What if they'd come to live here in hopes of finding it? What if they knew or suspected I had such a thing? Or (more likely) what if they were staying here because they were made happy by its proximity? Though I was sure there were holes in that idea, I couldn't shake it. It wasn't my fairy blood that drew them; it was the presence of the cluviel dor.
Now you're just being paranoid, I told myself sternly, and I risked one more glimpse of the creamy green surface. The cluviel dor, I thought, looked like a miniature powder compact. With that idea, the right hiding place came to me. I took the cluviel dor out of its velvet pouch and slid it into the makeup drawer of my dressing table. I opened my box of loose powder and sprinkled just a little over the gleam of creamy green. I added a hair from my brush. Ha! I was pleased with the result. As an afterthought, I stuffed the disintegrating velvet bag into my hose-and-belt drawer. My reason told me the ratty object was just a decaying old bag, but my emotions told me it was something important because my grandmother and my grandfather had touched it.
I had so many thoughts ricocheting in my brain that it shut down for the day.

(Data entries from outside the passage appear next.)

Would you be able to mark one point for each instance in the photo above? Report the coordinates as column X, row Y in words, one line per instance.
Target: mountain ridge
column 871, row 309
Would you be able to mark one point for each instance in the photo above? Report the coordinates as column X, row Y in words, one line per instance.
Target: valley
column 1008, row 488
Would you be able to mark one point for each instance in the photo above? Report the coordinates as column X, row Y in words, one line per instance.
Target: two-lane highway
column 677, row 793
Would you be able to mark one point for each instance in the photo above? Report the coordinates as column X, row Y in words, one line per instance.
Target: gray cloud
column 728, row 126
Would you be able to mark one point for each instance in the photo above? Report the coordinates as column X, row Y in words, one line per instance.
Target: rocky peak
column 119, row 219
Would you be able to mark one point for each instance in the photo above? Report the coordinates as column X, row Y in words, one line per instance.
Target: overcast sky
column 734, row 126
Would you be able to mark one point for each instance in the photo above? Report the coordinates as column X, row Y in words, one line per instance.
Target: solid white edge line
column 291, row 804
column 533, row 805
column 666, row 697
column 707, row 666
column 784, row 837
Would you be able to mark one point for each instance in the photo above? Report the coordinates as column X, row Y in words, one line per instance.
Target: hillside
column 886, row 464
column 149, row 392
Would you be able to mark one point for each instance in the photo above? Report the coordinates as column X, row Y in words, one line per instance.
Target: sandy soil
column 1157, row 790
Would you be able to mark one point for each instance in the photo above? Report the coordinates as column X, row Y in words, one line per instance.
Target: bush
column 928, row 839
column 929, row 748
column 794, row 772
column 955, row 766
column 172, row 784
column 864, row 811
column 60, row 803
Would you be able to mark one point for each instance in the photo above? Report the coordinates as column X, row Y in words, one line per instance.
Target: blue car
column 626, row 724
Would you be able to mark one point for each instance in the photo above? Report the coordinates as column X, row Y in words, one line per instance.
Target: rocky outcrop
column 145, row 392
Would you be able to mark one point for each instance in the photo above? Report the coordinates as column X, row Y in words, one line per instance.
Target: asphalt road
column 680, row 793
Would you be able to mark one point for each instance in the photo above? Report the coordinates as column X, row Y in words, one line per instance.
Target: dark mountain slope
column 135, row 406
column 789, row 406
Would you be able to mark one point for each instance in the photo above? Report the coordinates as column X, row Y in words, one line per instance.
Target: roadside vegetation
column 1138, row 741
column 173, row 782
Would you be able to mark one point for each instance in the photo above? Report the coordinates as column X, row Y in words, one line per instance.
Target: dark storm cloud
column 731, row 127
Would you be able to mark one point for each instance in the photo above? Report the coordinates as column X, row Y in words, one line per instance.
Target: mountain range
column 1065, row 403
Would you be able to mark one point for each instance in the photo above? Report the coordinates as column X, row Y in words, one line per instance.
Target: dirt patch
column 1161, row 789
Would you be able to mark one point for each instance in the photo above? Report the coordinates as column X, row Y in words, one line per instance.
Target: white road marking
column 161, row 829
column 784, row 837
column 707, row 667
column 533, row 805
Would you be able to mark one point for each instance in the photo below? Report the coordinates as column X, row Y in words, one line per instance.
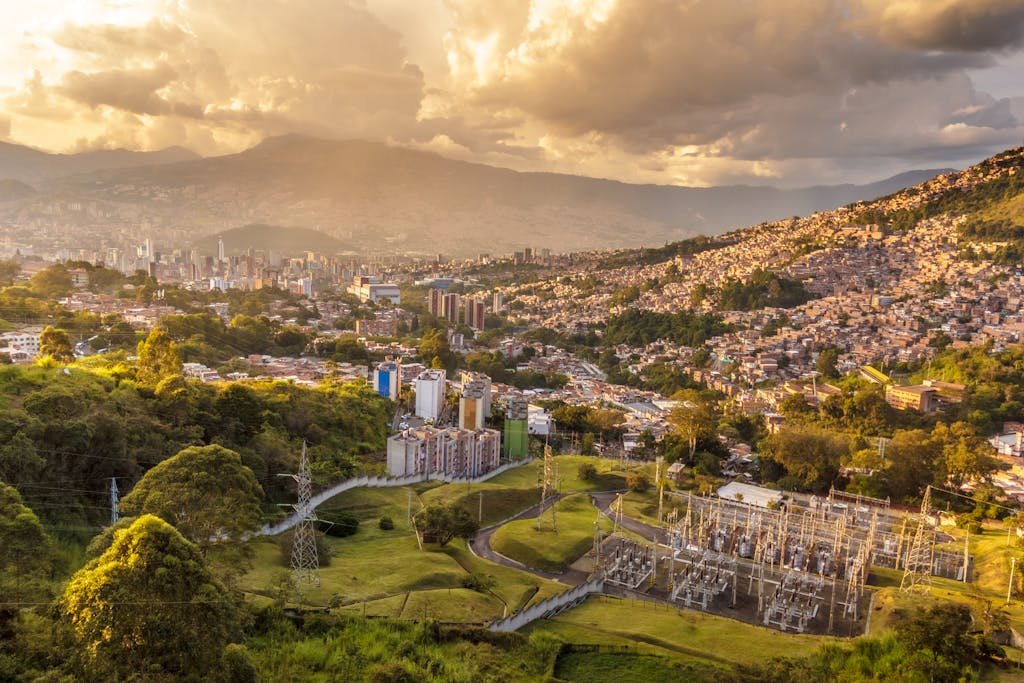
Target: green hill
column 287, row 241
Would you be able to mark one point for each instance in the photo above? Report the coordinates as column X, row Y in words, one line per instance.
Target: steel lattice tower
column 918, row 570
column 549, row 499
column 305, row 564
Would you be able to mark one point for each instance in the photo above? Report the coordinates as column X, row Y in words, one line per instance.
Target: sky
column 693, row 92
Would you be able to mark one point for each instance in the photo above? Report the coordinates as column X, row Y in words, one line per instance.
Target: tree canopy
column 148, row 606
column 205, row 492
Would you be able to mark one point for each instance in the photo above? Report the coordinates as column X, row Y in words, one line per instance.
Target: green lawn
column 548, row 550
column 456, row 604
column 387, row 568
column 627, row 668
column 516, row 588
column 689, row 636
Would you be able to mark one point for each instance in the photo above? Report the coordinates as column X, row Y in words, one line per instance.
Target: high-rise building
column 471, row 413
column 478, row 380
column 475, row 313
column 516, row 436
column 435, row 300
column 387, row 379
column 430, row 393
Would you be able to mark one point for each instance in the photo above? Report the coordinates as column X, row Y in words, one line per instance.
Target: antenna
column 305, row 564
column 918, row 570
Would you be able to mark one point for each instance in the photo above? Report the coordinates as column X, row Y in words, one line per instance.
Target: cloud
column 963, row 26
column 652, row 90
column 224, row 73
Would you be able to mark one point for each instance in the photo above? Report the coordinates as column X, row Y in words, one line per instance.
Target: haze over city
column 512, row 341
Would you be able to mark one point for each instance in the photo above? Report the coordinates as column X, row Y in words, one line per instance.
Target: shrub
column 287, row 540
column 637, row 481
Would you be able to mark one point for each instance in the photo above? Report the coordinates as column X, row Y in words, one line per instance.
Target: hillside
column 33, row 166
column 412, row 200
column 285, row 241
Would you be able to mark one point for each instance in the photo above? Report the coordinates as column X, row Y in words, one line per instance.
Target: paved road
column 649, row 531
column 480, row 545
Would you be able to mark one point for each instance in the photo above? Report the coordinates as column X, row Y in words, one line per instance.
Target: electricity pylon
column 114, row 501
column 918, row 569
column 549, row 499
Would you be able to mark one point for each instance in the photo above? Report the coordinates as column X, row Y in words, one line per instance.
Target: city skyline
column 696, row 93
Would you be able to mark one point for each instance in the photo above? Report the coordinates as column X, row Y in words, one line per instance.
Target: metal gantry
column 305, row 563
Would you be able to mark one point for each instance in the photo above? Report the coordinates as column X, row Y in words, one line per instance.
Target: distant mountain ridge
column 32, row 166
column 372, row 195
column 285, row 241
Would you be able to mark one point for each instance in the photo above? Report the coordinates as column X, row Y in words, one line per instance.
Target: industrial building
column 370, row 288
column 472, row 404
column 516, row 443
column 387, row 379
column 430, row 393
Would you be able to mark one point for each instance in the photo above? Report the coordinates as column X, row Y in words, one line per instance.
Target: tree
column 205, row 492
column 444, row 522
column 811, row 456
column 694, row 419
column 158, row 357
column 26, row 553
column 55, row 343
column 150, row 608
column 966, row 456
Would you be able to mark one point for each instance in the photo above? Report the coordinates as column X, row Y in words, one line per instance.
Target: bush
column 340, row 527
column 287, row 540
column 480, row 583
column 637, row 481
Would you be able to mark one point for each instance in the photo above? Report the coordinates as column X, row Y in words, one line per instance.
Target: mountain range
column 371, row 195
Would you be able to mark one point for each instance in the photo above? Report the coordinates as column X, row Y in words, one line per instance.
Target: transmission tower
column 305, row 564
column 548, row 497
column 114, row 501
column 918, row 570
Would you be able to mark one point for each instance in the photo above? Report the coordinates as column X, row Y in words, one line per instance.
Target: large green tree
column 809, row 455
column 444, row 522
column 206, row 492
column 55, row 343
column 158, row 357
column 148, row 608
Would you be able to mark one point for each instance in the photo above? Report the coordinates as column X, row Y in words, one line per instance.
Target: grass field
column 626, row 668
column 688, row 636
column 548, row 550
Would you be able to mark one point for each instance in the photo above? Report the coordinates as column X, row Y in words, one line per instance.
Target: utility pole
column 918, row 571
column 305, row 564
column 114, row 501
column 1010, row 587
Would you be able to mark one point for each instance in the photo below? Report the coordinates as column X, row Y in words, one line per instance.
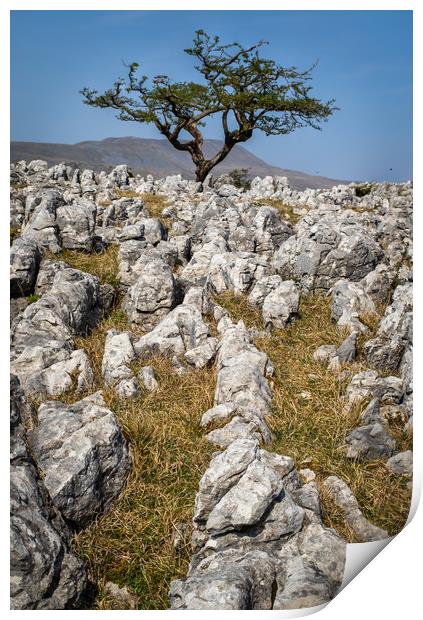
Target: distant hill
column 156, row 157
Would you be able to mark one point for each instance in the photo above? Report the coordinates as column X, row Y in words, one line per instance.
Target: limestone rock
column 341, row 494
column 83, row 455
column 25, row 259
column 369, row 442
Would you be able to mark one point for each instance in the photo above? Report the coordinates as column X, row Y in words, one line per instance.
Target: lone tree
column 248, row 91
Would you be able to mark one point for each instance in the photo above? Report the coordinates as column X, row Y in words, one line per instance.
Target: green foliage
column 247, row 91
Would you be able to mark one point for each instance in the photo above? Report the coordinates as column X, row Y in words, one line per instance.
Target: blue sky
column 365, row 63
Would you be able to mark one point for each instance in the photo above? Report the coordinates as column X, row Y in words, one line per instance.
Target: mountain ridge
column 156, row 157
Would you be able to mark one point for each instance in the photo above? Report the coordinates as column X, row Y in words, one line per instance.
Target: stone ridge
column 259, row 541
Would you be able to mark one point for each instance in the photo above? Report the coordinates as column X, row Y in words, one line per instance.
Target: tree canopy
column 247, row 91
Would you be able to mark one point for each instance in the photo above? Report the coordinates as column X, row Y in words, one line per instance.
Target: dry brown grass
column 132, row 544
column 287, row 211
column 155, row 204
column 126, row 193
column 309, row 420
column 104, row 265
column 15, row 231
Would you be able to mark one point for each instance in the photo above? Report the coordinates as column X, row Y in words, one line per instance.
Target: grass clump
column 311, row 429
column 104, row 265
column 32, row 298
column 132, row 544
column 286, row 211
column 239, row 309
column 363, row 190
column 126, row 193
column 310, row 421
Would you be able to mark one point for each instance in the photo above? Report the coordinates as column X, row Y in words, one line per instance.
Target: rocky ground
column 249, row 347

After I'd done a little bit of housework, I watched the college softball world series on ESPN. I love softball, because I played in high school. I loved seeing the strong young women from all over America; I loved watching them play a game as hard as they could, full tilt, nothing held in reserve. I realized while I was watching that I knew two other young women like that: Sandra Pelt and Jannalynn Hopper. There was a lesson there, but I wasn't sure what it was.